[p. 1] Ce jeudi matin 14 novembre 1
Mon cher ami,
C’est demain Saint Eugène et je regrette votre absence, j’aurais été bien heureuse de pouvoir vous offrir mon petit bouquet, ce sera pour votre retour. Vous ne m’aviez pas encore donné de vos nouvelles et cela est bien mal, car il y a eu hier trois semaines que vous m’avez donné quelques heures de bonheur ! Je crains que vous travaillez trop et que vous ne fassiez pas assez d’exercice ; ce n’est pas la peine d’être à la campagne pour rester enfermé dans sa chambre !
Ici [p. 2] nous avons souvent de la pluie, mais aussi quelques matinées bien belles.

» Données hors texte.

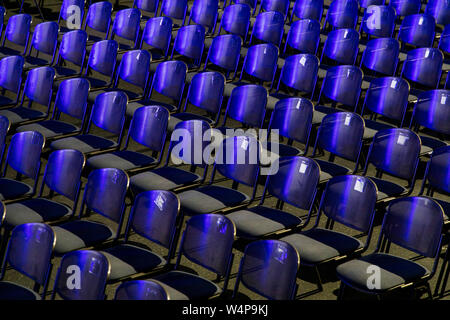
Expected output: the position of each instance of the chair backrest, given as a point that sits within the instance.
(105, 193)
(351, 201)
(379, 21)
(300, 72)
(294, 181)
(30, 250)
(154, 217)
(342, 46)
(414, 223)
(236, 20)
(395, 151)
(418, 30)
(148, 127)
(343, 84)
(158, 34)
(11, 73)
(405, 8)
(208, 241)
(108, 112)
(82, 275)
(73, 47)
(437, 173)
(381, 55)
(304, 36)
(261, 62)
(99, 17)
(432, 110)
(103, 57)
(63, 172)
(247, 104)
(24, 153)
(269, 268)
(424, 66)
(308, 9)
(389, 97)
(341, 133)
(127, 25)
(141, 290)
(206, 91)
(268, 27)
(71, 97)
(343, 14)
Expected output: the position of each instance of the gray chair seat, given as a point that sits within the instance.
(35, 210)
(394, 271)
(187, 286)
(210, 198)
(84, 143)
(318, 245)
(164, 178)
(126, 260)
(80, 234)
(122, 159)
(253, 223)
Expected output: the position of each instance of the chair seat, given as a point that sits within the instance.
(394, 271)
(256, 222)
(14, 291)
(122, 159)
(164, 178)
(50, 128)
(80, 234)
(187, 286)
(210, 198)
(35, 210)
(21, 114)
(84, 143)
(126, 260)
(317, 245)
(11, 189)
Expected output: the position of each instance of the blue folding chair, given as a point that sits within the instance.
(395, 152)
(189, 43)
(17, 32)
(107, 114)
(10, 79)
(381, 56)
(414, 224)
(148, 128)
(29, 253)
(182, 150)
(207, 242)
(157, 35)
(269, 28)
(341, 134)
(308, 9)
(349, 201)
(417, 30)
(98, 19)
(293, 181)
(303, 36)
(141, 290)
(341, 46)
(224, 53)
(71, 50)
(269, 268)
(92, 269)
(37, 91)
(432, 112)
(155, 217)
(61, 176)
(24, 157)
(169, 81)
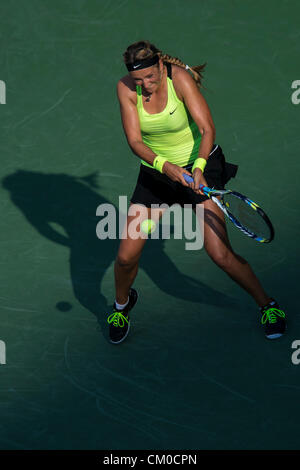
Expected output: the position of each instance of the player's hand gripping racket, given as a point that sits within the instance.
(245, 214)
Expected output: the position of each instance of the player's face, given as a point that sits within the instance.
(150, 78)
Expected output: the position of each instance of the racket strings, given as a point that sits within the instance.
(248, 216)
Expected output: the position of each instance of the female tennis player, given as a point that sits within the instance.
(168, 125)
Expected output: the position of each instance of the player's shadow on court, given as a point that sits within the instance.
(70, 203)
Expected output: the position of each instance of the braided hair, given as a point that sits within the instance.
(146, 50)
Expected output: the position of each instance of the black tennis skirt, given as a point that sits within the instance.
(154, 187)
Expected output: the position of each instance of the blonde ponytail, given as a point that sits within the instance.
(146, 50)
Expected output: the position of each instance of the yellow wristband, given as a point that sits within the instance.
(158, 163)
(199, 163)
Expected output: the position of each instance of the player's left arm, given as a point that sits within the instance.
(200, 112)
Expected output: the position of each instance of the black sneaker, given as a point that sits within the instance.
(119, 322)
(274, 320)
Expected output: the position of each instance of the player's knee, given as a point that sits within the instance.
(222, 257)
(125, 261)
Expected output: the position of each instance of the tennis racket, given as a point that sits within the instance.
(245, 214)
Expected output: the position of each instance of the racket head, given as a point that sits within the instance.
(247, 216)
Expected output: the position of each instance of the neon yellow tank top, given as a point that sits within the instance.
(172, 133)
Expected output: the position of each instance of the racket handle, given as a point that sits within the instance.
(189, 179)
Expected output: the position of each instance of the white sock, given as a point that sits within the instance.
(121, 306)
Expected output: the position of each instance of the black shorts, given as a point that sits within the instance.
(157, 188)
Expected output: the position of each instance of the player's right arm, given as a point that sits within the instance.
(131, 123)
(131, 126)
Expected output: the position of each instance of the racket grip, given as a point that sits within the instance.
(189, 179)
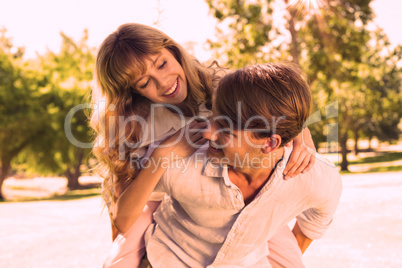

J’ai enfin ma loge à l’Opéra. Elle est au 2e rang de face et on y voit et on y entend très bien, je l’ai tous les quinze jours. J’ai commencé lundi dernier 11 et je l’aurai maintenant lundi 25 de ce mois. J’ai eu Guillaume Tell, et j’ai été bien contente d’entendre cette admirable musique, mais hélas Dupré n’y était plus ! Si le lundi de ma loge, c’est-à-dire le 25, on donnait Alceste, voudriez-vous y venir2 ? Votre domestique pourrait venir avec vous à Paris, préparer votre appartement pour la nuit, [p. 3] et vous viendriez dîner avec moi, nous irions ensemble, et vous ne seriez pas obligé de rester tout le temps : du reste, je pourrai toujours vous écrire le spectacle la veille au matin. Je n’ai pas besoin de vous dire combien je serai heureuse de passer quelques bons moments avec vous.
Avez-vous le projet de revenir bientôt ? Donnez-moi de vos nouvelles. Eugène est encore à la campagne.
Je vous embrasse comme je vous aime, cher bon ami, et je vous envoie mille bonnes tendresses.